To be sure, an organization could use Continuous Trustworthiness to grant an initial clearance. But the real value is in using it every day like Uber does: maybe to prevent an analyst from exploring network drives that contain sensitive data that she shouldn’t normally look at, if her pattern of life indicates a trend towards higher risk. Or a different Continuous Trustworthiness model might limit the trading access of a trader who has received three speeding tickets in the last two months, indicating risk-seeking behavior and poor judgment in his personal life that may affect the decisions he makes at work.
It seems that every time there is a major event, we later learn that it was possible to see that a person was a high risk. From the Sandy Hook and Orlando shootings to the latest leaks of sensitive government and corporate data, each of the actors had left a long trail of information indicating that they posed a risk or that they were deviating from their normal pattern of life. I get that forensics is always easier than detection, but the time has come to pay serious attention to detecting and preventing such events.

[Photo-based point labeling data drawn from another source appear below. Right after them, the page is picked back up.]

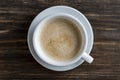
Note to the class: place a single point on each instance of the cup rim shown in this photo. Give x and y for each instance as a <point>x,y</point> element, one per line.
<point>79,52</point>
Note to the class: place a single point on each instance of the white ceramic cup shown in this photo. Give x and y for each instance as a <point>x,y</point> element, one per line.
<point>82,52</point>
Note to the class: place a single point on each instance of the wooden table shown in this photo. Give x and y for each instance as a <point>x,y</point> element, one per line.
<point>16,61</point>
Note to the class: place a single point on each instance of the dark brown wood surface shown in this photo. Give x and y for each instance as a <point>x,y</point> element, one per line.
<point>16,61</point>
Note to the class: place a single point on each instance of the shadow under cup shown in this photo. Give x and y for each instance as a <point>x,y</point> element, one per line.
<point>41,53</point>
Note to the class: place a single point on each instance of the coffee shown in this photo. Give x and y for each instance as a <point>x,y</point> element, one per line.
<point>60,39</point>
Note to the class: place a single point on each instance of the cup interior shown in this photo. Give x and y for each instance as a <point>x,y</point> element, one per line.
<point>39,50</point>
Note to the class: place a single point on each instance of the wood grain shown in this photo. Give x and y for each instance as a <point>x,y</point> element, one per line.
<point>16,61</point>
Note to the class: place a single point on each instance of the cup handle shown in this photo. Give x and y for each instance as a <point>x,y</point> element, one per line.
<point>87,57</point>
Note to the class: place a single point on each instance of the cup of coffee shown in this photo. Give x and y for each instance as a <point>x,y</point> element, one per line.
<point>61,40</point>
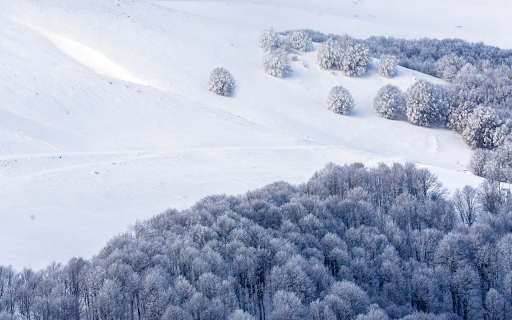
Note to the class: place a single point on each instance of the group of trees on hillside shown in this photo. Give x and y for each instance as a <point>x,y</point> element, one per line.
<point>353,243</point>
<point>476,102</point>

I certainly don’t want to suggest that we need a surveillance state where anything and everything that anyone does is subject to persistent collection and analysis. In fact quite the opposite: we must do this while protecting civil rights and liberties and avoiding indiscriminate surveillance. But I believe we can strike a balance that analytically identifies people in positions of trust who may present a risk either financially, or to the safety of those around them, or to national security. Positions of trust should require that some behaviors are unallowable and we should not rely solely on infrequent reviews or self reporting, which are clearly insufficient for important positions. The technology is readily available to automate these reviews and allow them to be performed more frequently.
Bryan Ware is CEO of Haystax Technology.